If you turn the sound off of your TV, other than the logos, whether you are viewing an Applebee’s ad, a Chili’s ad or an Outback ad, the messages are indistinguishable. This commonality in creativity is illustrated by the use of generic thinking. It goes like this: “The power of ….” Currently, HP is using a variant of the power of… “The power of real.” And so has Paychex, the payroll brand… “The power of simplicity.” So is Bank of America… “What would you like the power to do?” Several years ago, Dell used “The power to do more.” On its website, Panera has a section on the “Power of Soup.” Whenever in doubt about what your brand stands for or what to tell the consumer, default to “The power of….” This kind of brand thinking is a reflection of the overuse of research testing over creativity, Asking consumers to be creative is a certain road to genericization of communication. It is lazy thinking.
Yet, it seems that the fate of advertising may be linked to the comment from actor and entrepreneur, Ryan Reynolds who told The New York Times, “Ads are generally disposable pieces of content.” David Ogilvy, Bill Bernbach, Mary Wells and Phil Dusenberry just turned in their graves. These advertising greats would be horrified to learn that advertising has been demoted to disposable, fleeting bits and bytes of single use creations. With the digital advances making short-term marketing spend easier to measure, the marketing focus has shifted away from long-term brand ideas. Forget a solid, continuous, long-lasting brand campaign like Nike’s “Just do it,” McDonald’s “I’m lovin’ it,” De Beers’ “Diamonds are forever,” or Apple’s “Think different.” Advertising messages are now short-lived, disposable throw-aways, meant to capture someone’s attention for a moment and then disappear in the ether.
The love affair with digital, data and devices has eclipsed the understanding that truly creative, memorable, persuasive and consistent advertising has an important role to play in brand building. Advertising is not a single use wet wipe. The primary role of marketing in general, and advertising in particular, is to create, reinforce and increase brand loyalty.
Brand loyalty is what brand owners hope for. Regardless of the small screen digitization of our world, a great advertising campaign can be a key driver for establishing and maintaining brand loyalty.
Response to advertising is selective: experience with a brand strongly affects one’s response to an ad and advertising can affect one’s response to a brand experience. The most important effect of meaningful brand advertising is to build and reinforce brand reputation Advertising helps to reinforce a customer’s personal perceptions of the total brand experience.
Too many marketers merely focus on building brand and advertising awareness. Awareness is a yes/no dichotomy… you are or you are not aware. Brand loyalty is a matter of degree… the loyalty is weak or it is strong or it is somewhere in between. A brand’s customers are more or less loyal.

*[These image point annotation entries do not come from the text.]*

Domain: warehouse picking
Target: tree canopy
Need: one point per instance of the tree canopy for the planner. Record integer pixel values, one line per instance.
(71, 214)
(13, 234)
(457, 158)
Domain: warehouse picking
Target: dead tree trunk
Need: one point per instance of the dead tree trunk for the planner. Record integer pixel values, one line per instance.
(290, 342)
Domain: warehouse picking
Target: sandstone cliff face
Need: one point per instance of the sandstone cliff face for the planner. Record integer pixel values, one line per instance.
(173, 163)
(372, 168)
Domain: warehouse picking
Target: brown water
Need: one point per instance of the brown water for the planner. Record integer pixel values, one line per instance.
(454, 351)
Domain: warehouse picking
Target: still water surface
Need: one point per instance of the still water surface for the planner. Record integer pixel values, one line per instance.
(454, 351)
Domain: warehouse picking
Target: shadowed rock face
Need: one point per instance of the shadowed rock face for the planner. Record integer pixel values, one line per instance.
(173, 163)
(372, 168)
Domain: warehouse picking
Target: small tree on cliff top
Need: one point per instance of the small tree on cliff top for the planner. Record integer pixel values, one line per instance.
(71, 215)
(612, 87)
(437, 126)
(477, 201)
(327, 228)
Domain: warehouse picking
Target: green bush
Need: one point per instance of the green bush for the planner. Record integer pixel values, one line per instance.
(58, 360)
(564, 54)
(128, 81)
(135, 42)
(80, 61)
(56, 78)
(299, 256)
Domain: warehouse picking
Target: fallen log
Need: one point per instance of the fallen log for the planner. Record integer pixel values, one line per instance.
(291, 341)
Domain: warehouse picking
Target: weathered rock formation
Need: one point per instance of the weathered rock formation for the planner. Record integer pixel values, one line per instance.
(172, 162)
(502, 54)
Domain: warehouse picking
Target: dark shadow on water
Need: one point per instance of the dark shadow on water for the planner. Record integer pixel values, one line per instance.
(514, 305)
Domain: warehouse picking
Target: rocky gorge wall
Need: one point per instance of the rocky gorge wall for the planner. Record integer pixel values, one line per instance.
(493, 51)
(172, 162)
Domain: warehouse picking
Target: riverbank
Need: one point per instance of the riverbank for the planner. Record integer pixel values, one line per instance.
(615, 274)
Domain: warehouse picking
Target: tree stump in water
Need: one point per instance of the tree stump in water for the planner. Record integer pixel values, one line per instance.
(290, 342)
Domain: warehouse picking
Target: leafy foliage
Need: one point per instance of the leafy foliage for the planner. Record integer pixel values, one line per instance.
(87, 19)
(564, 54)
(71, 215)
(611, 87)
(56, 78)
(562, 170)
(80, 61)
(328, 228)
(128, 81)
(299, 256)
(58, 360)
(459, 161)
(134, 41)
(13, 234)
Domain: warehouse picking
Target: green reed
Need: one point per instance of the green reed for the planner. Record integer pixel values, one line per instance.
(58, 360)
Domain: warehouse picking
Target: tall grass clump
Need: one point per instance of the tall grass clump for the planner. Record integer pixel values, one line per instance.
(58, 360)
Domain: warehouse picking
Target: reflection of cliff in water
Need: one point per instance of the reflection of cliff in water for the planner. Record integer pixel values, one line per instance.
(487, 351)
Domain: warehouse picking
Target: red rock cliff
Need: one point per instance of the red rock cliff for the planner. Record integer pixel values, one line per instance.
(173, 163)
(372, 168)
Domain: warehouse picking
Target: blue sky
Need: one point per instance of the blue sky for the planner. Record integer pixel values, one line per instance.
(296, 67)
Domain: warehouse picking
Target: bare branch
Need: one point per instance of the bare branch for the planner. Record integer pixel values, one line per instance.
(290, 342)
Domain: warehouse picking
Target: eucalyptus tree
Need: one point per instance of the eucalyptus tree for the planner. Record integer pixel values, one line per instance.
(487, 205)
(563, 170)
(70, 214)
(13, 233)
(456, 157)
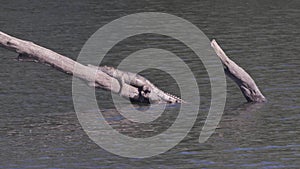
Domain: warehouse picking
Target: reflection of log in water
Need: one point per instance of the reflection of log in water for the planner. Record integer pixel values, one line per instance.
(135, 129)
(127, 85)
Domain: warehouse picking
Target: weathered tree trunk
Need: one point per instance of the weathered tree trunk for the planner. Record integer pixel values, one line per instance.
(126, 84)
(240, 76)
(99, 78)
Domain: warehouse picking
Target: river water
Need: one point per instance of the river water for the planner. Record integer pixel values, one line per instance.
(39, 127)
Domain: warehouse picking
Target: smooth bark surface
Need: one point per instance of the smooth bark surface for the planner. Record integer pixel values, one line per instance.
(240, 76)
(126, 84)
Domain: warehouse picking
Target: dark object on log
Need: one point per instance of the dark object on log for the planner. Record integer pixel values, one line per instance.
(126, 84)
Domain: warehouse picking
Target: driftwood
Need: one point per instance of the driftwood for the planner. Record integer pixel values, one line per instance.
(240, 76)
(126, 84)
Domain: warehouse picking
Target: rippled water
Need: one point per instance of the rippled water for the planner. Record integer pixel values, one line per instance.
(38, 125)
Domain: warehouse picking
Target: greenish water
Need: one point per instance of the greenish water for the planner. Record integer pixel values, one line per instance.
(38, 125)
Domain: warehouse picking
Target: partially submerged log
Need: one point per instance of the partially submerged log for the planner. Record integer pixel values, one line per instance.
(135, 93)
(239, 76)
(126, 84)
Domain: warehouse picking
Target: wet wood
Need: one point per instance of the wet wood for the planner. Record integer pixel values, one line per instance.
(245, 82)
(93, 76)
(126, 84)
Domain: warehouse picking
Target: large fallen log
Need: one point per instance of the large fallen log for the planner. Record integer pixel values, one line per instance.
(126, 84)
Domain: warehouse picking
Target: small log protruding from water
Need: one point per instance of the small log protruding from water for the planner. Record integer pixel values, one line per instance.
(240, 76)
(97, 78)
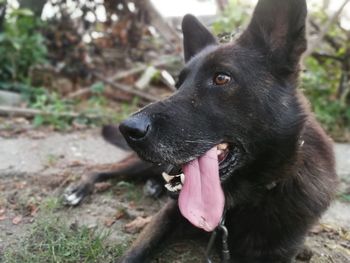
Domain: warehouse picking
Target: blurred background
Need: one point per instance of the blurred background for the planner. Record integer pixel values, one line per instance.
(74, 64)
(68, 67)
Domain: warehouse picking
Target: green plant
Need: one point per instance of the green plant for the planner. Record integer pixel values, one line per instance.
(53, 240)
(233, 18)
(21, 47)
(320, 88)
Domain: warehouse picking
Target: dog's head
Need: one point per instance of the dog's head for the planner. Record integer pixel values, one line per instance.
(239, 97)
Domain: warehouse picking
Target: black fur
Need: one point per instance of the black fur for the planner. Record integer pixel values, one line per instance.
(284, 177)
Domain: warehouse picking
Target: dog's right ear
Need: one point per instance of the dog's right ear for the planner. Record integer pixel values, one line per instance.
(196, 36)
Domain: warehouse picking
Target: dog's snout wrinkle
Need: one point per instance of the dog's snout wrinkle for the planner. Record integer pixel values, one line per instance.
(135, 128)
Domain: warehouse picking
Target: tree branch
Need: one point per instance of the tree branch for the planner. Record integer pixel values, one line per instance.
(314, 44)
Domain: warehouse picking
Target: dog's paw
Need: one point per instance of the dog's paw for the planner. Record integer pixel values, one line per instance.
(73, 195)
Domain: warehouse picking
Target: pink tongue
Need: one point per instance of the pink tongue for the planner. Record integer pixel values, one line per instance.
(201, 199)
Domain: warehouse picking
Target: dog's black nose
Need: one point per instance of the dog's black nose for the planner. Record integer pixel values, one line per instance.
(135, 127)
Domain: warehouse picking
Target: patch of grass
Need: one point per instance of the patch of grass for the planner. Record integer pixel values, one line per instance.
(51, 239)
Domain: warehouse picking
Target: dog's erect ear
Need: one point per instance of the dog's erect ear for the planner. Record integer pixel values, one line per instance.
(196, 36)
(278, 26)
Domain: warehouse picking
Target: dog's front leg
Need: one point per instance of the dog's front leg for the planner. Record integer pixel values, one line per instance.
(160, 226)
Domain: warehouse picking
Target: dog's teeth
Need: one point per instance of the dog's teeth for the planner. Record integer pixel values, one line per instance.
(222, 146)
(182, 177)
(170, 188)
(167, 177)
(177, 187)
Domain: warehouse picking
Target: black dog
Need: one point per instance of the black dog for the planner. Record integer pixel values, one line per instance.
(249, 147)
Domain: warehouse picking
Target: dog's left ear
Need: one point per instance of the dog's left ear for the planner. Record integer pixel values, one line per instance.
(278, 28)
(196, 36)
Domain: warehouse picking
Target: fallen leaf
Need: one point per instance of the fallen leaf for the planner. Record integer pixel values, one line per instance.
(120, 214)
(109, 222)
(137, 224)
(32, 209)
(101, 187)
(17, 220)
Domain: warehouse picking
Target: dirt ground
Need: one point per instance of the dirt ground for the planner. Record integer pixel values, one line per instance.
(37, 166)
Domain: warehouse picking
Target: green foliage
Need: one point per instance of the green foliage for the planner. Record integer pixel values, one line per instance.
(320, 83)
(232, 19)
(56, 106)
(21, 47)
(53, 240)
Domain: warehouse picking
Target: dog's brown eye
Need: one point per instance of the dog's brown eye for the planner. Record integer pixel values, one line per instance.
(221, 79)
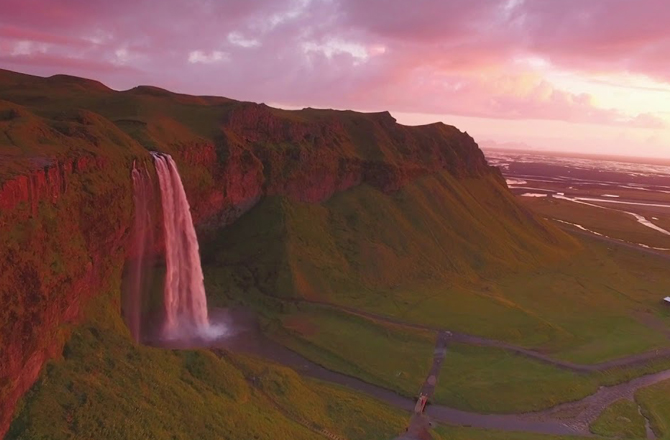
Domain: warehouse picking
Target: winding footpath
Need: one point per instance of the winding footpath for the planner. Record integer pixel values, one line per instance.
(464, 338)
(571, 418)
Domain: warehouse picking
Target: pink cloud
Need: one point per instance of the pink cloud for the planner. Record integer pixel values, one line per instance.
(435, 56)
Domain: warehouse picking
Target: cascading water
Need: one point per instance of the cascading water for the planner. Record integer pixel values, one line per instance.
(139, 269)
(184, 295)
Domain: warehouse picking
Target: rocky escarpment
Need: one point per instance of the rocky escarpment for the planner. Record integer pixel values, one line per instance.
(315, 154)
(62, 229)
(65, 215)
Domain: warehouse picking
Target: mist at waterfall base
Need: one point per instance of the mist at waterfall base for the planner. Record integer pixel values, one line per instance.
(184, 316)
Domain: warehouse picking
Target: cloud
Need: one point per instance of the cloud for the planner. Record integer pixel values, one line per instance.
(477, 58)
(199, 56)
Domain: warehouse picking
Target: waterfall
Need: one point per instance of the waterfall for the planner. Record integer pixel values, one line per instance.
(139, 269)
(184, 295)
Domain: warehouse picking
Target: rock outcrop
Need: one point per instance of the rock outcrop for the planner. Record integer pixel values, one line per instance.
(65, 214)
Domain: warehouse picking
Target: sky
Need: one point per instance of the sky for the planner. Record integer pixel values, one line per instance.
(571, 75)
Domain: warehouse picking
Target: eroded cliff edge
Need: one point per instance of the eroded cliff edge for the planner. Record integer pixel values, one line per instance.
(67, 146)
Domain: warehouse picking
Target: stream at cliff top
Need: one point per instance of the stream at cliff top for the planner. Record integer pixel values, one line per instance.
(187, 323)
(184, 314)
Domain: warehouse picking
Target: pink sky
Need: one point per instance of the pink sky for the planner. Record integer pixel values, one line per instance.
(588, 76)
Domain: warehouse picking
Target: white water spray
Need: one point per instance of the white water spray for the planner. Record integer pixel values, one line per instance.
(139, 270)
(185, 301)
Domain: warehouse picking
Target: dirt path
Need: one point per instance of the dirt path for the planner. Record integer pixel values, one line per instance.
(628, 361)
(565, 419)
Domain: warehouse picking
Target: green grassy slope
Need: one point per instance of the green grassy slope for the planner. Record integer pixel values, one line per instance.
(104, 386)
(622, 419)
(655, 402)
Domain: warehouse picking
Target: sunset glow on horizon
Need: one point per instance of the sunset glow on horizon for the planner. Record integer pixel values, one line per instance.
(591, 77)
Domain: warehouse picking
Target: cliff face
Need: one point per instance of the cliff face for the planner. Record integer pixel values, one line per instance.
(66, 195)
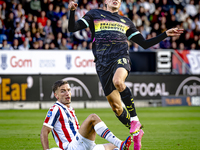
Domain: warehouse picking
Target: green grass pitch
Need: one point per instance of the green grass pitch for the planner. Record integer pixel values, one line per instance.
(166, 128)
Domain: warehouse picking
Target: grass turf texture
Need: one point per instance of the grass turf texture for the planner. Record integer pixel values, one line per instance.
(174, 128)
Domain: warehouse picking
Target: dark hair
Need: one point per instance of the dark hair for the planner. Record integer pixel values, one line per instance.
(58, 84)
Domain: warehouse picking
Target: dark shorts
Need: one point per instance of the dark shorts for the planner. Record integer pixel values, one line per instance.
(106, 76)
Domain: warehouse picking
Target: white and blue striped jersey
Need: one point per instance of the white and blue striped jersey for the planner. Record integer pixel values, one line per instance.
(63, 122)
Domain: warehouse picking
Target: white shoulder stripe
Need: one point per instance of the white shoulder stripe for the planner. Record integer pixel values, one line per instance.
(48, 125)
(133, 34)
(85, 22)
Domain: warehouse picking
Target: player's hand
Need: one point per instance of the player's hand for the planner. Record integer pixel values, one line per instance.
(174, 32)
(72, 5)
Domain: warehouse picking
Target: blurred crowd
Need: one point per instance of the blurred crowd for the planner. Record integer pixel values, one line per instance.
(43, 24)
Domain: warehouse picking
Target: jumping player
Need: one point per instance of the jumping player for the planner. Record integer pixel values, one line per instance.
(63, 123)
(110, 33)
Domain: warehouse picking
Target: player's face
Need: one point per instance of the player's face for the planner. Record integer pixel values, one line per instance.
(113, 4)
(63, 94)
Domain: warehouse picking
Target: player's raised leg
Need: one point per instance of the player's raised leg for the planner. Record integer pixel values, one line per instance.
(93, 125)
(127, 98)
(137, 140)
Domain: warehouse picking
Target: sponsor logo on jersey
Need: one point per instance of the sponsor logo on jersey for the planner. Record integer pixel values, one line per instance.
(49, 114)
(103, 16)
(122, 20)
(3, 61)
(68, 61)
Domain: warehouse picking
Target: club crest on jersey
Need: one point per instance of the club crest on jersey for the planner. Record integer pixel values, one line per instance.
(49, 114)
(103, 16)
(122, 20)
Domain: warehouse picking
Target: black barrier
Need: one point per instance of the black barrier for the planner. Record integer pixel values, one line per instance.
(88, 87)
(19, 88)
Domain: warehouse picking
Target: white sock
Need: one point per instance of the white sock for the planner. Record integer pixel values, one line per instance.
(134, 118)
(103, 131)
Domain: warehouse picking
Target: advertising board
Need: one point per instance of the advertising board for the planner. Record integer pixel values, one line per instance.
(88, 87)
(47, 62)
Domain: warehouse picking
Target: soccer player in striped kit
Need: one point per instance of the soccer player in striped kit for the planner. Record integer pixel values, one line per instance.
(110, 33)
(63, 123)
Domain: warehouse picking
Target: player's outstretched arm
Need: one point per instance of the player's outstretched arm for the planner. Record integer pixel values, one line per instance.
(72, 5)
(139, 39)
(74, 26)
(174, 32)
(44, 137)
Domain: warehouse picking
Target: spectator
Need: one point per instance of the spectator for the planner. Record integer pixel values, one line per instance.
(33, 29)
(46, 46)
(181, 46)
(136, 20)
(15, 45)
(44, 5)
(40, 29)
(5, 45)
(52, 46)
(174, 45)
(58, 39)
(50, 14)
(24, 46)
(26, 28)
(49, 38)
(58, 27)
(93, 4)
(69, 43)
(57, 13)
(63, 11)
(63, 44)
(48, 28)
(29, 19)
(19, 11)
(81, 11)
(64, 24)
(35, 45)
(9, 25)
(3, 11)
(152, 7)
(41, 44)
(37, 37)
(82, 46)
(191, 9)
(42, 19)
(28, 37)
(35, 6)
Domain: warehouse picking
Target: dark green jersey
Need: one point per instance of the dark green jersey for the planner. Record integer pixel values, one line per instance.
(110, 33)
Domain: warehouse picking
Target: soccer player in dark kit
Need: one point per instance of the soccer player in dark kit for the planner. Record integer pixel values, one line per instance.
(110, 33)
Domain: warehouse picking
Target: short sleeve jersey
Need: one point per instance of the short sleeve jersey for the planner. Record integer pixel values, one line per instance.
(63, 122)
(110, 33)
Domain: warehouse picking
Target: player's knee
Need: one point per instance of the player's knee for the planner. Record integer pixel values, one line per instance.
(119, 84)
(117, 109)
(94, 118)
(99, 147)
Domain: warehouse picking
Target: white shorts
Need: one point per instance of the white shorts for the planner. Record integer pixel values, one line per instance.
(80, 143)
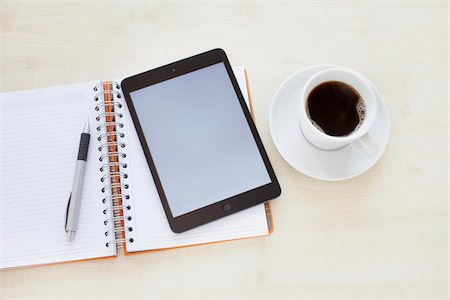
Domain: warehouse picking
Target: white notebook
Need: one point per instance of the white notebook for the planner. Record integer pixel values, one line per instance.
(39, 136)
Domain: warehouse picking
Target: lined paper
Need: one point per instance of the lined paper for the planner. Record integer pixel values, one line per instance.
(39, 133)
(150, 226)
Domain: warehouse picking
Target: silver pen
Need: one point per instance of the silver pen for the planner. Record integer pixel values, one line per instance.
(73, 206)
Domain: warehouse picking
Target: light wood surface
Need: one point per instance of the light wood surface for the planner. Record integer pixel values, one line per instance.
(382, 235)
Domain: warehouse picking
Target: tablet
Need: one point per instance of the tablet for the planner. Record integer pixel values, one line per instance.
(201, 145)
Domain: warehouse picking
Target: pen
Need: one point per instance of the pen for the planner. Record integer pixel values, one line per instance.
(73, 206)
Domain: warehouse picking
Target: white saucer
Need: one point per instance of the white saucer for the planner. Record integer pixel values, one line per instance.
(340, 164)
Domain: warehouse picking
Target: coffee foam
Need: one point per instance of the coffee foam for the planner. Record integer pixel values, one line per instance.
(361, 110)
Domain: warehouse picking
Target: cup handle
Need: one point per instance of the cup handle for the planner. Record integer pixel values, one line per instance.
(365, 146)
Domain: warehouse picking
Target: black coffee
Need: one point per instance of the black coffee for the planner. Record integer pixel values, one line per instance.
(335, 108)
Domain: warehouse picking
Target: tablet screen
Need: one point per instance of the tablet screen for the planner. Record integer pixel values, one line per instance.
(199, 139)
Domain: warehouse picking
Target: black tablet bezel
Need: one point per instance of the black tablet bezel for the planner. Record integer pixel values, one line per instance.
(224, 207)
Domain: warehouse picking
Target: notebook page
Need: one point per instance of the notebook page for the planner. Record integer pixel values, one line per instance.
(39, 138)
(150, 226)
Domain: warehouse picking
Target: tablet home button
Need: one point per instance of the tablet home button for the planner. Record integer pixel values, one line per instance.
(226, 207)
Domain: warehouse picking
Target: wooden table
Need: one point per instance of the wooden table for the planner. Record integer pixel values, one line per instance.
(381, 235)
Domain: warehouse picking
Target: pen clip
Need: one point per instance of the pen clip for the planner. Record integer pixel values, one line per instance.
(67, 211)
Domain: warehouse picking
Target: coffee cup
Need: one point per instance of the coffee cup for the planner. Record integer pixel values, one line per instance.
(337, 108)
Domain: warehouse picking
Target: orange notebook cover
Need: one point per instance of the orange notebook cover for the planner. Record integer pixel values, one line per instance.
(113, 210)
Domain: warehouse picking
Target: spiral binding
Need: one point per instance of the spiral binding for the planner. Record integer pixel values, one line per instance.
(116, 201)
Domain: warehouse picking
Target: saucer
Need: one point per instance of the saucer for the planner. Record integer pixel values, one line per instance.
(340, 164)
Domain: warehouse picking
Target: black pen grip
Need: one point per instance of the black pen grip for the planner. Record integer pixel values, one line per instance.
(84, 146)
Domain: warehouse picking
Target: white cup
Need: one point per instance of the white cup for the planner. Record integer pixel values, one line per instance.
(359, 139)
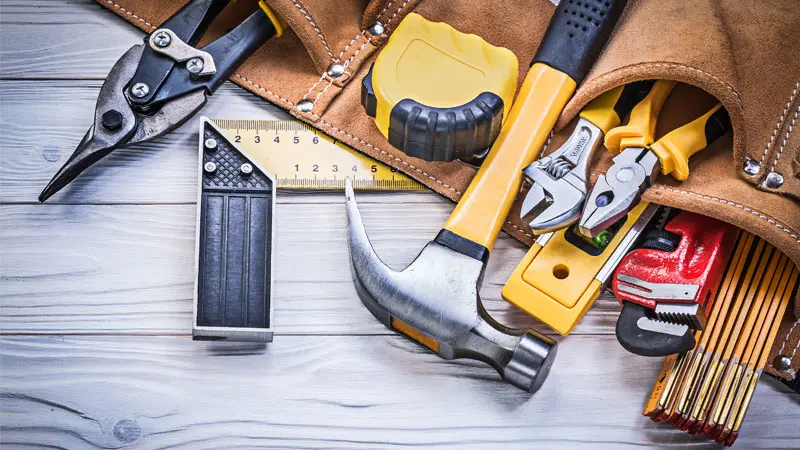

In the new digital world, “clicks,” “views,” “are the new metrics. The ability to go viral increases viewership of the communication. But it is unclear whether this massive viewership creates or increases or reinforces brand loyalty. Brand loyalty is something that grows, slowly and incrementally. A brand can generate clicks and views but not necessarily build brand use or brand loyalty. However, if you are predisposed to a brand, you are more likely to be influenced by the brand messages. As in the political arena, those who lean toward supporting the Democrat brand tend to prefer MSNBC. And their feelings are reinforced. While those who lean toward supporting the Republican brand, tend to prefer Fox news. And their feelings are reinforced.
The focus on short-term, disposable viewership is an unfortunate byproduct of the digital age. Sustainable advertising campaigns designed to create and reinforce brand loyalty will be a thing of the past.